|Year : 2020 | Volume
| Issue : 3 | Page : 904-908
Association of type 1 collagen (COLIA1) gene polymorphism with osteoporosis in thalassemia major
Rawhia H Eledel1, Amal H Abdelhamid2, Seham M Ragab3, Thoria A Omar1, Samya S. M. Mashal1
1 Department of Clinical Pathology, Faculty of Medicine, Menoufia University, Menoufia, Egypt
2 Department of Clinical Pathology, Faculty of Medicine, Tanta University, Tanta, Egypt
3 Department of Pediatric Medicine, Faculty of Medicine, Menoufia University, Menoufia, Egypt
|Date of Submission||16-Oct-2018|
|Date of Decision||22-Nov-2018|
|Date of Acceptance||25-Nov-2018|
|Date of Web Publication||30-Sep-2020|
Samya S. M. Mashal
Berket Alsabih, Menoufia
Source of Support: None, Conflict of Interest: None
The objective of this article is to study the association of COLIA1 gene polymorphism with osteoporosis in thalassemia major.
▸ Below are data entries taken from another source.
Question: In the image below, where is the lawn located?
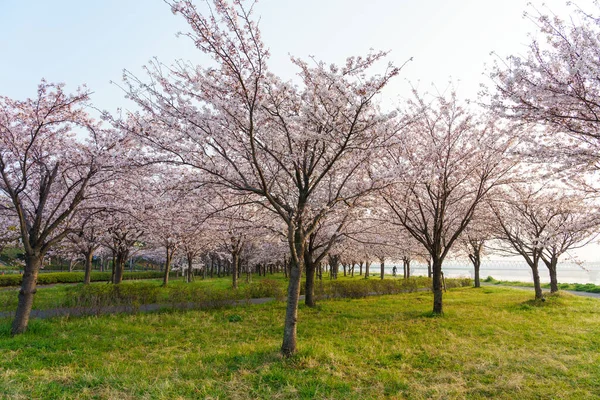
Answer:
[0,273,436,312]
[0,287,600,399]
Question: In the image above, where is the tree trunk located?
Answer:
[113,251,127,284]
[281,231,305,357]
[187,253,194,283]
[427,258,433,278]
[83,249,94,285]
[475,261,481,287]
[304,253,317,307]
[431,258,444,315]
[231,250,240,289]
[530,260,544,300]
[11,254,43,335]
[469,250,481,287]
[163,246,173,286]
[544,255,558,293]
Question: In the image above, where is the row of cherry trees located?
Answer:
[0,0,600,356]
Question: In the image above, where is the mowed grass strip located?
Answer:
[0,287,600,399]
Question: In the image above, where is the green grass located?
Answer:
[0,273,442,312]
[483,276,600,293]
[0,287,600,399]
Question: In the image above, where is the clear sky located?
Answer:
[0,0,600,259]
[0,0,591,110]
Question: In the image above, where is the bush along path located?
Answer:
[483,282,600,299]
[0,271,165,287]
[0,279,472,319]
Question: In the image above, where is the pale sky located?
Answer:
[0,0,591,110]
[0,0,600,260]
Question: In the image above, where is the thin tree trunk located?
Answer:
[469,249,481,288]
[187,253,194,283]
[163,246,173,286]
[432,258,444,315]
[83,249,94,285]
[231,250,240,289]
[11,254,43,335]
[281,230,305,357]
[304,252,317,307]
[530,260,544,300]
[544,255,558,293]
[427,258,433,278]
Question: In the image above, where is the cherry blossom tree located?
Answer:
[384,92,514,314]
[120,1,406,356]
[0,81,115,334]
[489,184,560,299]
[540,189,600,293]
[486,2,600,170]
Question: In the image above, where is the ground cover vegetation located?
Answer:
[0,0,600,376]
[0,287,600,399]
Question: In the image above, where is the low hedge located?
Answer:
[0,271,164,287]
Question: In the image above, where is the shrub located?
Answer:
[446,278,473,289]
[66,282,159,313]
[0,271,164,286]
[244,279,285,301]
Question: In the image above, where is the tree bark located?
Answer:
[281,230,305,357]
[231,250,240,289]
[83,249,94,285]
[187,253,194,283]
[427,258,433,278]
[163,246,173,286]
[530,261,544,300]
[113,251,129,284]
[431,258,444,315]
[304,251,317,307]
[544,255,558,293]
[11,254,43,335]
[469,250,481,288]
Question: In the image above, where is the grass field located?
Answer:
[0,287,600,399]
[483,276,600,293]
[0,274,440,312]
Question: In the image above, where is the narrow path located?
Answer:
[482,283,600,299]
[0,288,430,319]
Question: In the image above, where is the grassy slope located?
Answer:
[483,276,600,293]
[0,274,432,312]
[0,287,600,399]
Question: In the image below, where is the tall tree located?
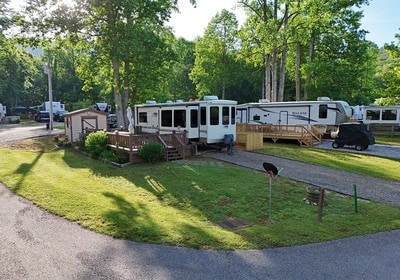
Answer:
[18,0,195,126]
[190,10,238,99]
[376,35,400,105]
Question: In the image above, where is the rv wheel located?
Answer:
[356,145,364,151]
[332,142,339,149]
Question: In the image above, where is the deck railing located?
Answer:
[236,124,322,146]
[107,131,189,161]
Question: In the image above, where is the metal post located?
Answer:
[353,184,358,213]
[44,62,53,130]
[269,175,272,222]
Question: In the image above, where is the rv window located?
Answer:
[231,107,236,124]
[222,106,229,125]
[174,110,186,127]
[382,109,397,121]
[366,110,380,120]
[161,110,172,127]
[190,110,199,128]
[319,104,328,119]
[200,107,207,125]
[139,112,147,123]
[210,106,219,125]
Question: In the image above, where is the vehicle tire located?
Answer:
[332,142,339,149]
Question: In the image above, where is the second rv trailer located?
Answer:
[236,98,352,126]
[134,96,237,144]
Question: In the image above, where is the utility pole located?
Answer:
[44,62,53,130]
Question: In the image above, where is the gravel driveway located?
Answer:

Beta-thalassemia is a group of autosomal recessive hereditary hemoglobinopathy characterized by a deficiency or absence of B globin chain of adult hemoglobin. Osteoporosis is common sequelae in these patients. Several genes are involved in the development of osteoporosis such as collagen type I alpha 1, vitamin D receptors, estrogen receptors, and interleukin-6 which monitor bone mineral density and bone shape and structure. COLIA1 encodes the alpha 1 chain of collagen type I which is the most abundant structural protein in the bone matrix.
Patients and methods
Sixty patients with beta-thalassemia (29 women, 31 men) aged 4–15 years and 20 healthy participants were cross-matched with age and sex. Serum calcium, serum phosphorus, serum alkaline phosphatase, and dual-energy radiograph absorptiometry scan were examined in the studied groups. The COLIA1 gene polymorphism was measured by restriction fragment length polymorphism-PCR.
The study indicated that the SS genotype in thalassemia is 48.3%, but higher in the control group (80%). The Ss genotype in thalassemia is 43.3% but lower in the control group (20%) and the ss genotype in thalassemia is 8.3 but in the control group is 0% (P = 0.042). The frequency of S alleles in thalassemia is 70% but in the control group is 90% and the frequency of s alleles in thalassemia is 30% but in the control group is 10% (P = 0.011).
Early detection of the SP1 binding site on the COLIA1 gene polymorphism among thalassemic patients could help in the management of these patients.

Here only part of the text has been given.